The magic of the Mediterranean diet has been widely talked about and largely accepted. In the same direction is another study conducted in France which proclaims that there is a 15% reduction in the risk of heart disease on consumption of a Mediterranean diet for a period of three months.
The sample size was 212 men and women who were at moderate risk for heart disease were put to eat a Mediterranean diet for three months. Participants on the Mediterranean diet were instructed to eat fish four times a week and red meat only once a week. Men were allowed two glasses of red wine daily, while women were limited to one.
In food stuffs poultry rather than beef, pork and other mammal meats were advocated; fish to be eaten two or three times a week; abstain from animal products rich in saturated fat; and liberal intake of fruit and vegetables, low-fat dairy products, and vegetable oils.

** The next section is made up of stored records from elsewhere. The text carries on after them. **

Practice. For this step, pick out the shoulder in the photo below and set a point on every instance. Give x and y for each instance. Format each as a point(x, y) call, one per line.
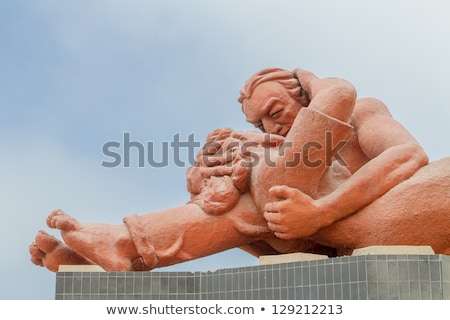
point(369, 109)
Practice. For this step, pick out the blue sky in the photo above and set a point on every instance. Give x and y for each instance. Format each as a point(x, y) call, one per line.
point(77, 74)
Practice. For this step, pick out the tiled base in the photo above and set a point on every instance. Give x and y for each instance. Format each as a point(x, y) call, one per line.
point(417, 277)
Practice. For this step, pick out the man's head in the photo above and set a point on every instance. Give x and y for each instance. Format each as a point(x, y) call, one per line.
point(271, 99)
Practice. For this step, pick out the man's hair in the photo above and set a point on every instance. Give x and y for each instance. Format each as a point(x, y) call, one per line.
point(286, 78)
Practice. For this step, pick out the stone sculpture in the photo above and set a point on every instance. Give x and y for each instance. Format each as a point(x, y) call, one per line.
point(329, 173)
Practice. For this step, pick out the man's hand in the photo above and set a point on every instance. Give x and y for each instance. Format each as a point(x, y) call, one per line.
point(295, 215)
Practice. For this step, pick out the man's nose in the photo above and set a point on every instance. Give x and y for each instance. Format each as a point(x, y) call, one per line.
point(271, 127)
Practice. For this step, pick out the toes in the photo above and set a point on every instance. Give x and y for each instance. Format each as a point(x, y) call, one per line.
point(46, 242)
point(53, 217)
point(37, 255)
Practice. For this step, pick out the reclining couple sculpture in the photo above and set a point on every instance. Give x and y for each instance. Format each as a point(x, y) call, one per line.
point(327, 174)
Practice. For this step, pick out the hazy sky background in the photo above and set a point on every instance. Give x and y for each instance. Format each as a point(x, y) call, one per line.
point(77, 74)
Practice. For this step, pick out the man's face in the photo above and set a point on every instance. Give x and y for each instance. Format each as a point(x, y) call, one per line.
point(271, 109)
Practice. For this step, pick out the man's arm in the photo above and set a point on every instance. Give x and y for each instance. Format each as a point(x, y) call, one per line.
point(393, 156)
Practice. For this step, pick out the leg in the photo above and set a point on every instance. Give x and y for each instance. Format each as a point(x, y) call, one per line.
point(109, 246)
point(184, 233)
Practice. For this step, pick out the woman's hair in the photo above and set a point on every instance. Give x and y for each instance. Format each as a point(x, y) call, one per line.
point(222, 170)
point(286, 78)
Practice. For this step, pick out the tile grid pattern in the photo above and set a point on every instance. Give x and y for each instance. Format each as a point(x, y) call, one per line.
point(356, 278)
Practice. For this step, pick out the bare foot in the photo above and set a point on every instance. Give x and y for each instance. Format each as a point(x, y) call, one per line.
point(49, 252)
point(109, 246)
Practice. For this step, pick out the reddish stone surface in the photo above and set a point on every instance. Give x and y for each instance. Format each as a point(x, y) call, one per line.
point(336, 173)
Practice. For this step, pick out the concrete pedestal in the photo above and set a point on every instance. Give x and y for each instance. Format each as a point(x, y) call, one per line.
point(380, 276)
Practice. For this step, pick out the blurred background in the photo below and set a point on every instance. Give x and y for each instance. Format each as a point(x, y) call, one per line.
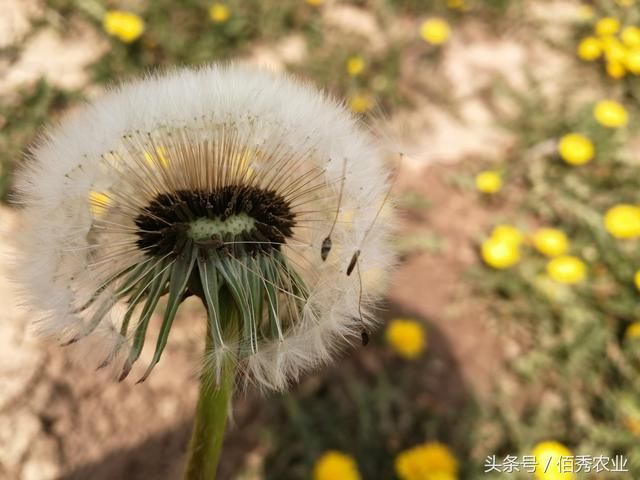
point(511, 329)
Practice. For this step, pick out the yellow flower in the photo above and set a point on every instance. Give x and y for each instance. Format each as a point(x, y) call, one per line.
point(126, 26)
point(429, 461)
point(607, 26)
point(613, 49)
point(335, 465)
point(498, 253)
point(589, 48)
point(435, 31)
point(98, 203)
point(457, 5)
point(616, 70)
point(407, 337)
point(575, 149)
point(632, 61)
point(219, 13)
point(550, 242)
point(549, 465)
point(632, 331)
point(623, 221)
point(489, 181)
point(586, 12)
point(355, 65)
point(631, 36)
point(610, 113)
point(508, 234)
point(360, 103)
point(566, 269)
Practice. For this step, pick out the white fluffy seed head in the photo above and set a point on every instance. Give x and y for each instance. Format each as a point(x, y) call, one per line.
point(217, 129)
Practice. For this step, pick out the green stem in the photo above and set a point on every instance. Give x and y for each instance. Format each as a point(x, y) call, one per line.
point(211, 412)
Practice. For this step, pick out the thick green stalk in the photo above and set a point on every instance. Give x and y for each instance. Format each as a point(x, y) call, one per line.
point(212, 410)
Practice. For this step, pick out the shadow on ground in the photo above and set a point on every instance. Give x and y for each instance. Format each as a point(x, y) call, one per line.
point(369, 403)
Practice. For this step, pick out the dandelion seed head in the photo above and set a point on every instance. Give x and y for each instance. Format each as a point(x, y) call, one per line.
point(219, 182)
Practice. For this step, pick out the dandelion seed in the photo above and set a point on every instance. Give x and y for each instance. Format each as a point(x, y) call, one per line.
point(218, 183)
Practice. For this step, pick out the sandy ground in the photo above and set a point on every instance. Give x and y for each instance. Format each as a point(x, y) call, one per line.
point(61, 420)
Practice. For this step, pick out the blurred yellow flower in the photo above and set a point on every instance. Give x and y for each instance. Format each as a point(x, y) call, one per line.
point(219, 13)
point(429, 461)
point(610, 113)
point(498, 253)
point(631, 36)
point(607, 26)
point(549, 465)
point(508, 234)
point(632, 331)
point(360, 103)
point(632, 61)
point(550, 242)
point(407, 337)
point(126, 26)
point(616, 70)
point(589, 48)
point(613, 49)
point(355, 65)
point(489, 181)
point(435, 31)
point(566, 269)
point(575, 149)
point(586, 12)
point(457, 5)
point(623, 221)
point(333, 465)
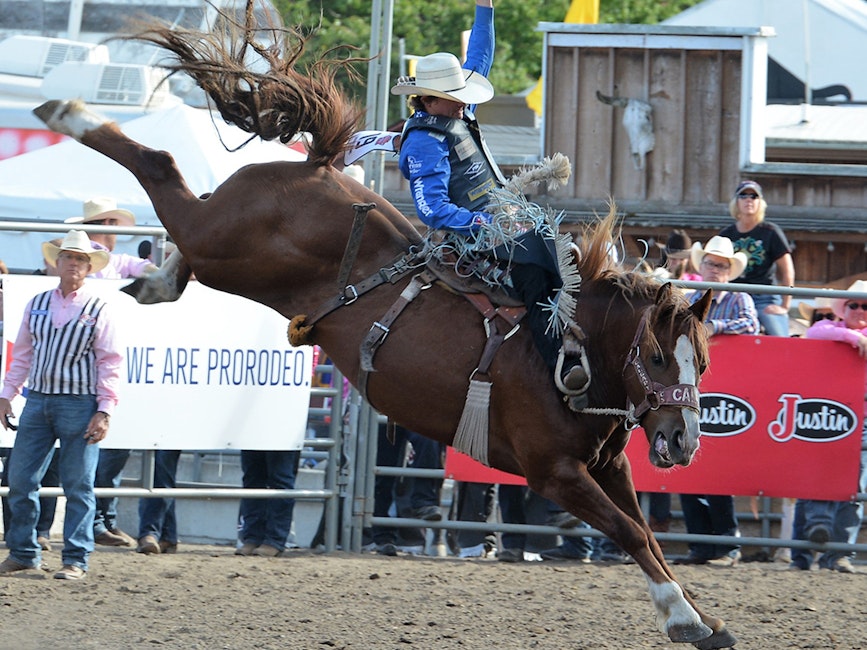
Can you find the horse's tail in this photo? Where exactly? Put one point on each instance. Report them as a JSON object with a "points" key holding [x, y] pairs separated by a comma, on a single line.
{"points": [[274, 103]]}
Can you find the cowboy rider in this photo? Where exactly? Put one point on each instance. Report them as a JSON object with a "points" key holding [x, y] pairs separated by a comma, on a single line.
{"points": [[451, 172]]}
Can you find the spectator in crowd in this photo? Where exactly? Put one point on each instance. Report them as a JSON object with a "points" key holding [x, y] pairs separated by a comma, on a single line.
{"points": [[676, 264], [158, 525], [266, 523], [67, 351], [730, 313], [423, 493], [836, 521], [47, 505], [768, 255], [104, 212], [451, 173]]}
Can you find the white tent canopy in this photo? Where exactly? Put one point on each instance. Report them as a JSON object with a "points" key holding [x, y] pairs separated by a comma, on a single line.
{"points": [[830, 50], [51, 184]]}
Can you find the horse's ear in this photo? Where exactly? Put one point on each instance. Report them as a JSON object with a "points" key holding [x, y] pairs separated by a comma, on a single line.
{"points": [[702, 306], [663, 294]]}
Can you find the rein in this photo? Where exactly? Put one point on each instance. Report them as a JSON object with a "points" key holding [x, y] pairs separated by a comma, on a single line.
{"points": [[655, 394]]}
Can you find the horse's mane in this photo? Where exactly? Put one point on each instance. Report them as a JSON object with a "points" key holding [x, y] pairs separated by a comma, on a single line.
{"points": [[277, 103], [597, 244]]}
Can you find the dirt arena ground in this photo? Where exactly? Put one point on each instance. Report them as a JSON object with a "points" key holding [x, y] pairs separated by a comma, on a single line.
{"points": [[205, 597]]}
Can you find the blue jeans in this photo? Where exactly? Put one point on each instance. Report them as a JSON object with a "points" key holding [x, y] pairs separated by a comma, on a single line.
{"points": [[108, 474], [513, 500], [774, 324], [268, 521], [46, 419], [842, 518], [47, 505], [156, 516], [710, 514]]}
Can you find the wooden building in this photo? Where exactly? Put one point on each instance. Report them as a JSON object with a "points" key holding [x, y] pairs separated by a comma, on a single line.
{"points": [[705, 89]]}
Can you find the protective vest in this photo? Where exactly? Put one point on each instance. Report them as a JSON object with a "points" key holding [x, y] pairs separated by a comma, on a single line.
{"points": [[474, 172], [63, 359]]}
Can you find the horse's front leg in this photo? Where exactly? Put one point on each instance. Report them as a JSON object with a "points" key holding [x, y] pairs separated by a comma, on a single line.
{"points": [[615, 479], [569, 484]]}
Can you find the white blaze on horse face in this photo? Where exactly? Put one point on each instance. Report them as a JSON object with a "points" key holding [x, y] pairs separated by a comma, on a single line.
{"points": [[71, 118], [684, 355]]}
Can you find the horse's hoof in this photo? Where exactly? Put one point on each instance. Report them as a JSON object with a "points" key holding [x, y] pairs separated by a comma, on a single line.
{"points": [[719, 639], [133, 288], [690, 633]]}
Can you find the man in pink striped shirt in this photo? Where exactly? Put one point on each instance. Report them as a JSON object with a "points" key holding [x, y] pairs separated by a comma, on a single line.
{"points": [[68, 354]]}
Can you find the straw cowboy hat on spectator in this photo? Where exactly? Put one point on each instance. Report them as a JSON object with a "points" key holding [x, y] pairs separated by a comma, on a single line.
{"points": [[441, 75], [721, 247], [76, 241], [99, 209], [839, 304]]}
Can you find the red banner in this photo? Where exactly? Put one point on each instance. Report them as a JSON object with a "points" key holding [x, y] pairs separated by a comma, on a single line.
{"points": [[780, 417]]}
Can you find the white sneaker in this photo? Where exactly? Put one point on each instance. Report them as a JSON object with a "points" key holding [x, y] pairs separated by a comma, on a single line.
{"points": [[473, 551]]}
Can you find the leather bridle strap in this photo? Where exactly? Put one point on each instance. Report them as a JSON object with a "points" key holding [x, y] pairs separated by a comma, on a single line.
{"points": [[655, 394], [353, 243]]}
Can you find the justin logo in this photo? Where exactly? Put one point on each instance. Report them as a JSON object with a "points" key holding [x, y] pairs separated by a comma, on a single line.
{"points": [[816, 420], [725, 415]]}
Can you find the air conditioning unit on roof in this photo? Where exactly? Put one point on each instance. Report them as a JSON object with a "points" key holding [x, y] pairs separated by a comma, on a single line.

Although a 100% follow of recommendations was not there a slight change in food habits was observed. The sampled people took in fewer calories and consumed more proteins and carbohydrates and less total fat and saturated fat.
Among people on the Mediterranean diet following results were seen:
total cholesterol dropped by 7.5 percent, and it fell by 4.5 percent in the low-fat diet group.
Based on this reduction, overall cardiovascular risk fell 15 percent with the Mediterranean diet and 9 percent with the low fat diet.
Therefore both Mediterranean and low fat diets are helpful in reduction in heart disease.